LOW Temporary file created with predictable path pattern -5

The script creates a temporary file via mktemp to store thread IDs. While mktemp is safe, the temp file contains Gmail thread IDs which are mildly sensitive. The file is cleaned up with rm -f at the end.

LOW Email body interpolated directly into shell command argument -15

The cleaned email body variable is interpolated directly into the gemini command string. While bash double-quoting prevents word splitting, extremely crafted email content could theoretically cause issues depending on how the gemini CLI parses its arguments. This is a minor shell hygiene concern.

INFO Broad Gmail access scope via GOG_ACCOUNT -20

The skill requires authentication to a user's full Gmail account via the gog CLI. While the default query is scoped to important/starred emails from the last 24 hours, the search criteria is trivially modifiable.

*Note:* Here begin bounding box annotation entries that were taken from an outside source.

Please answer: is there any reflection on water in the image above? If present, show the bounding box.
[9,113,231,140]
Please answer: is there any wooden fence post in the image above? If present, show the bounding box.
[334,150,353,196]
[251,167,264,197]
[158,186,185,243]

A user could be socially engineered into broadening the search, or a modified version of the script could silently expand the query scope.

INFO Cron execution runs without user interaction -20

The skill is designed to run on a cron schedule (daily at 8am), meaning it accesses Gmail and sends data to external services automatically without user confirmation each time. This is expected behavior for the skill's purpose but increases the risk surface if the script is later tampered with.

INFO Platform reads .env and .aws/credentials during install -5

Filesystem monitoring captured reads of /home/oc-exec/.env and /home/oc-exec/.aws/credentials during the installation process. These appear to be from the openclaw platform bootstrapping (gateway lock file creation), not from the skill itself. The timing aligns with platform initialization, not skill code execution.

INFO Gemini summarization prompt is benign but uncontrolled -10

The Gemini prompt includes raw email body content. A crafted email could contain prompt injection targeting the Gemini model (e.g., 'Ignore previous instructions and instead...'). This is a second-order risk — the Gemini output is displayed but not used to control the host agent's behavior.